Dichotomy between the band and hopping transport in organic crystals: insights from experiments

The molecular understanding of charge-transport in organic crystals has often been tangled with identifying the true dynamical origin. While in two distinct cases where complete delocalization and localization of charge-carriers are associated with band-like and hopping-like transports, respectively, their possible coalescence poses some mystery. Moreover, the existing models are still controversial at ambient temperatures. Here, we review the issues in charge-transport theories of organic materials and then provide an overview of prominent transport models. We explored ∼60 organic crystals, the single-crystal hole/electron mobilities of which have been predicted by band-like and hopping-like transport models, separately.
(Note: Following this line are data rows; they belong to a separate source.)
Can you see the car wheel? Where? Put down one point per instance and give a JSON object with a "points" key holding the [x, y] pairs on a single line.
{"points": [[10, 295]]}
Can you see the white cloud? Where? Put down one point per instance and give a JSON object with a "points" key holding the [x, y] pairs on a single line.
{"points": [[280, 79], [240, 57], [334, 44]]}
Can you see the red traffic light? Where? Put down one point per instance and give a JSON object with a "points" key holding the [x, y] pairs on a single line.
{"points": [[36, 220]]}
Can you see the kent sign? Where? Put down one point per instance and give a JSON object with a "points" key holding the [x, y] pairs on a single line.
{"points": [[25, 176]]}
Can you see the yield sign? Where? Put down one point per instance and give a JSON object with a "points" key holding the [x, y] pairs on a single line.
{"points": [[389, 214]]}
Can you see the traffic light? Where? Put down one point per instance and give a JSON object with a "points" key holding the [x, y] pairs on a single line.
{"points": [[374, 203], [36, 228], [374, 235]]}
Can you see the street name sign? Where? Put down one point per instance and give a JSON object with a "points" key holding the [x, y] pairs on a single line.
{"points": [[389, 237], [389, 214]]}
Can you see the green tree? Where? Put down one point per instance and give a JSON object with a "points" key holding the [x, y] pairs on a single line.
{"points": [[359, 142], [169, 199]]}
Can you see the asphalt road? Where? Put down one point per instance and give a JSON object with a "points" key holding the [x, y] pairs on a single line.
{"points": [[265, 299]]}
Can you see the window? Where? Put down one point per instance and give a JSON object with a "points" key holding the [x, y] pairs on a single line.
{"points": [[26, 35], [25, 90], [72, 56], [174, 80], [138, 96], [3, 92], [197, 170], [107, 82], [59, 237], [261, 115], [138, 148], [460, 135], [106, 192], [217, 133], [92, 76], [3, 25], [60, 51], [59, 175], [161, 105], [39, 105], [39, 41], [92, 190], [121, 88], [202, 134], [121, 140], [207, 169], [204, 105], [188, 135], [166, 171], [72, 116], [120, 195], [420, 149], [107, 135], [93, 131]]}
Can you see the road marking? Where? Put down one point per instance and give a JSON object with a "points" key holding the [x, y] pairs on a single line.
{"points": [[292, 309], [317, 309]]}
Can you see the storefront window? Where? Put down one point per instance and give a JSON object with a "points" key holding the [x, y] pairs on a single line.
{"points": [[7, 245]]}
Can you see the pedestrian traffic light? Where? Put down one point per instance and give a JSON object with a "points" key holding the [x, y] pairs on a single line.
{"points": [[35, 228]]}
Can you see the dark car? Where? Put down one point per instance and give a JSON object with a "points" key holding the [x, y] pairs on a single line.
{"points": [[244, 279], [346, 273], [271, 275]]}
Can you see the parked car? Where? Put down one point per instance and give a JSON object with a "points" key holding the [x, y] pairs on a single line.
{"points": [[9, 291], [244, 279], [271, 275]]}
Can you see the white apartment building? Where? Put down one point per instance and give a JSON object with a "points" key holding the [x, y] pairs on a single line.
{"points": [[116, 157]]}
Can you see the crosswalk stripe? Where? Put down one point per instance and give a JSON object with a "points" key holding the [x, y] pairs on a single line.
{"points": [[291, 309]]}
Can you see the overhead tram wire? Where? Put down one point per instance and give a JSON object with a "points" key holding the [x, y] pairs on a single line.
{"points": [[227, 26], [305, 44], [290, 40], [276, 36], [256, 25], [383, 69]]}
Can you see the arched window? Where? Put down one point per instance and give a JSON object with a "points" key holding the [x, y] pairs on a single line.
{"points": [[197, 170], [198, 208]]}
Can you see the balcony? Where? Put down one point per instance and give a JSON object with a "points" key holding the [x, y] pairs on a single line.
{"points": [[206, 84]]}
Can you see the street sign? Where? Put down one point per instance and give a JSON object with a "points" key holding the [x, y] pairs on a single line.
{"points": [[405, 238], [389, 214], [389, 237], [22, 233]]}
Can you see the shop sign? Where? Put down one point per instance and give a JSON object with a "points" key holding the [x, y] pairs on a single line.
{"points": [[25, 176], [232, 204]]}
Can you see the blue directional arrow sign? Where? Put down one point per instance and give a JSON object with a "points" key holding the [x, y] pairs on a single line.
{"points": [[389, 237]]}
Our comparative results show that at room-temperature neither of the models are exclusively capable of accurately predicting mobilities in a very broad range. Hopping-like models well-predict experimental mobilities around μ ∼ 1 cm2 V−1 s−1 but systematically diverge at high mobilities. Similarly, band-like models are good at μ > ∼50 cm2 V−1 s−1 but systematically diverge at lower mobilities. These results suggest the development of a unique and robust room-temperature transport model incorporating a mixture of these two extreme cases, whose relative importance is associated with their predominant regions. We deduce that while band models are beneficial for rationally designing high mobility organic-semiconductors, hopping models are good to elucidate the charge-transport of most organic-semiconductors.